Her torch almost drops to the ground out of surprise. Almost. She doesn't answer, won't indulge him or let him taunt her. She didn't come to play games with him; not the ones he wanted to play anyways. Hers is far more serious.
She interrogates him, makes him tell her everything, about his captivity, about his escape, about his time in King's Landing afterwards. She questions his relationship to his sister just to test him and she's not surprised when he tells her the truth.
She knows it as the truth as she watches his face for the entire time for the tiniest sign of deception, the twitch of a muscle, flickering eyes. She notices that he does the same, intently watches her reactions every time he mentions her mother or Robb, lives that have gone by in her absence.
Some part of her hates him for having been there when she wasn't. It wants to tell him of all he missed, of Cersei, her cruel jabs, the little wisdoms she used to bestow on Sansa, but Alayne knows better than to volunteer any information no matter how insignificant it seemed.

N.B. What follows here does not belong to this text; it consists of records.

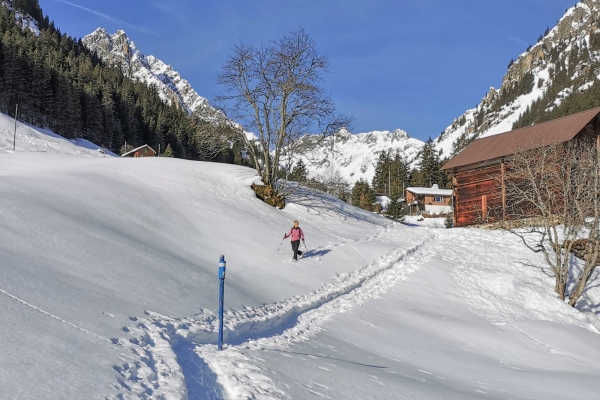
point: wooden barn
(479, 170)
(142, 151)
(431, 200)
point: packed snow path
(374, 310)
(161, 340)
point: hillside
(109, 290)
(556, 76)
(29, 139)
(355, 155)
(60, 85)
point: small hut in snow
(431, 200)
(142, 151)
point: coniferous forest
(59, 84)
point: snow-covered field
(109, 290)
(33, 139)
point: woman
(296, 234)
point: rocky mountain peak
(562, 64)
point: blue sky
(409, 64)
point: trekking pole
(280, 245)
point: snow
(355, 155)
(109, 290)
(33, 139)
(119, 50)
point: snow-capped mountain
(355, 156)
(118, 50)
(563, 64)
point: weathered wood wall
(478, 194)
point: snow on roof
(136, 149)
(434, 190)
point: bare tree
(275, 91)
(554, 191)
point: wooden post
(484, 206)
(455, 198)
(503, 170)
(15, 134)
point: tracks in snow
(178, 359)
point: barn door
(484, 206)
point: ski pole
(280, 245)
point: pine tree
(169, 151)
(396, 209)
(299, 174)
(428, 172)
(363, 196)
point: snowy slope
(119, 50)
(373, 310)
(93, 242)
(496, 115)
(355, 156)
(33, 139)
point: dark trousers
(295, 245)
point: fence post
(221, 300)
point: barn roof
(435, 191)
(136, 149)
(543, 134)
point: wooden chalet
(142, 151)
(431, 200)
(479, 169)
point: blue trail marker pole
(221, 300)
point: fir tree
(363, 196)
(396, 209)
(428, 172)
(169, 151)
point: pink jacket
(296, 234)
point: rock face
(570, 47)
(355, 156)
(118, 50)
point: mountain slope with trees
(557, 76)
(59, 84)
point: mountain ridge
(560, 68)
(118, 49)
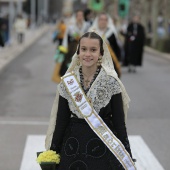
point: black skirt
(82, 149)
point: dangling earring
(78, 61)
(99, 61)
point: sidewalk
(8, 53)
(157, 53)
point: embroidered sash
(95, 121)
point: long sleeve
(63, 117)
(118, 121)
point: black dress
(80, 148)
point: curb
(157, 53)
(10, 53)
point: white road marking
(145, 158)
(23, 123)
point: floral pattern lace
(100, 93)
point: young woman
(87, 126)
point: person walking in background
(134, 44)
(59, 32)
(20, 26)
(77, 27)
(103, 24)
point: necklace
(86, 82)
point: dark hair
(92, 35)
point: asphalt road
(27, 94)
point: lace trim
(100, 93)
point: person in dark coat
(134, 44)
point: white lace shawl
(108, 67)
(100, 93)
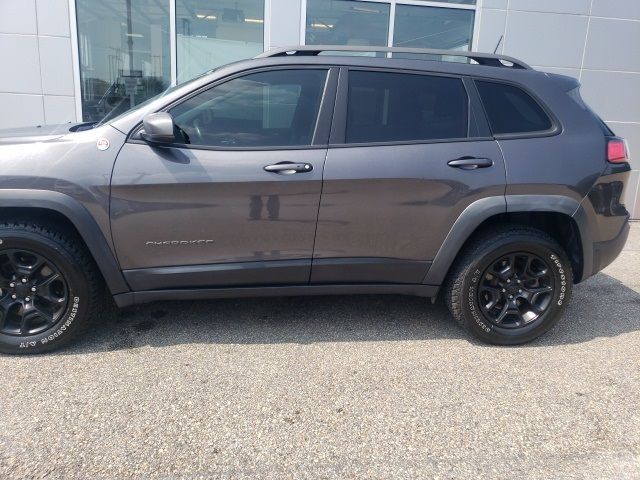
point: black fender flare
(84, 223)
(480, 210)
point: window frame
(320, 138)
(556, 125)
(477, 127)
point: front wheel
(509, 286)
(48, 287)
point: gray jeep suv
(305, 171)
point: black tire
(57, 268)
(501, 313)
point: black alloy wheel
(516, 290)
(33, 293)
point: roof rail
(488, 59)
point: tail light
(617, 150)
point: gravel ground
(354, 387)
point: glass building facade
(131, 50)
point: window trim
(337, 138)
(321, 130)
(556, 125)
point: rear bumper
(606, 252)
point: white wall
(37, 84)
(596, 41)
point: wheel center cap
(22, 290)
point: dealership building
(72, 60)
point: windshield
(116, 113)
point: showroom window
(211, 33)
(441, 24)
(124, 57)
(433, 27)
(347, 22)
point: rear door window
(394, 107)
(511, 110)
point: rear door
(408, 153)
(235, 200)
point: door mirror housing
(158, 128)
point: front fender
(83, 222)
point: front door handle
(289, 168)
(470, 163)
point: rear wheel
(48, 287)
(509, 286)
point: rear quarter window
(510, 110)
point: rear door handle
(470, 163)
(289, 168)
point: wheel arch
(25, 204)
(561, 217)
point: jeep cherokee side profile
(308, 172)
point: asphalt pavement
(332, 387)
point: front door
(235, 200)
(408, 154)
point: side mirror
(158, 128)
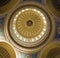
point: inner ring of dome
(29, 23)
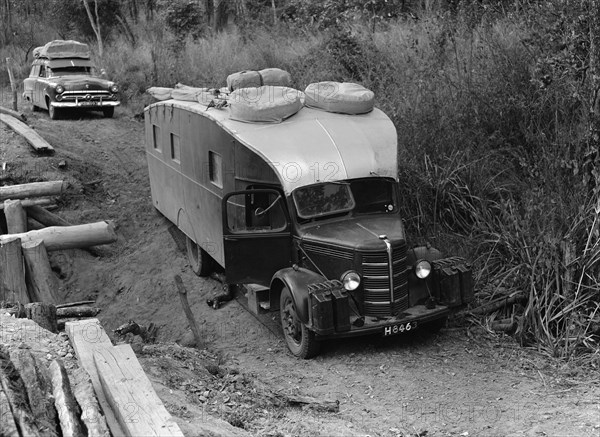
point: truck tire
(200, 261)
(300, 340)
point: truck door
(256, 234)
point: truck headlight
(422, 269)
(351, 280)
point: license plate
(399, 328)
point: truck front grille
(376, 282)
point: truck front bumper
(410, 319)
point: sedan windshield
(323, 199)
(66, 71)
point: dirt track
(456, 382)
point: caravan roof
(314, 145)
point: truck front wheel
(300, 340)
(200, 261)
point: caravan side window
(156, 138)
(215, 168)
(175, 148)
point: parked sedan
(55, 84)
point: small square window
(215, 168)
(156, 138)
(175, 148)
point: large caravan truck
(308, 211)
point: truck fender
(296, 280)
(418, 288)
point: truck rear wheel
(300, 340)
(200, 261)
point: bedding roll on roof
(60, 49)
(255, 79)
(265, 104)
(341, 97)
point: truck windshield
(323, 200)
(361, 196)
(373, 195)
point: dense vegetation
(494, 102)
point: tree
(594, 71)
(95, 23)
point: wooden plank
(90, 409)
(16, 219)
(39, 390)
(12, 272)
(46, 217)
(40, 279)
(32, 189)
(32, 137)
(7, 421)
(65, 402)
(88, 336)
(69, 237)
(26, 203)
(137, 406)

"I'll bring you back. Back to that icy wasteland you call a home." It should make her angry how easily he insults the North, but in that moment she actually believes him and it doesn't matter.
She makes plans, bides her time and gathers men, but these things take time and in that time she learns many things about Jaime Lannister.
He almost flinches when she mentions his twin.
He stiffens when she looks at his missing hand for too long.
He's lost more than his hand. He is lost as a whole, perhaps more than she is caught between Sansa and Alayne.
Lannister, Kingslayer, Oathbreaker he has more than one name too, but doesn't want any of them, none but Jaime, she learns patiently. Jaime, who claims to be hers, like a gift from her mother from beyond the grave.
You are my last chance for honour.
And Jaime could be anybody, she thinks, ready to be shaped into whoever she needs and wants. She can see it from the way he looks at her, like she is his answer, his salvation, the lady out of songs to whom he can dedicate himself wholly and purely.
She's Sansa, she reminds herself again, not Alayne, not some faceless lady either. She is the last of the Starks, a wolf with no pack, so she makes one for herself. He makes not so bad a wolf once she shows him how.
When they leave the Vale behind them snow is falling on their heads. They can barely see and she notices the men shiver while she sits straight in her saddle and breaths in deeply, letting the cold and the clean smell of ice infiltrate her lungs.
Winter is coming and it's the north calling out to her to come home. Sansa Stark has every intention of answering.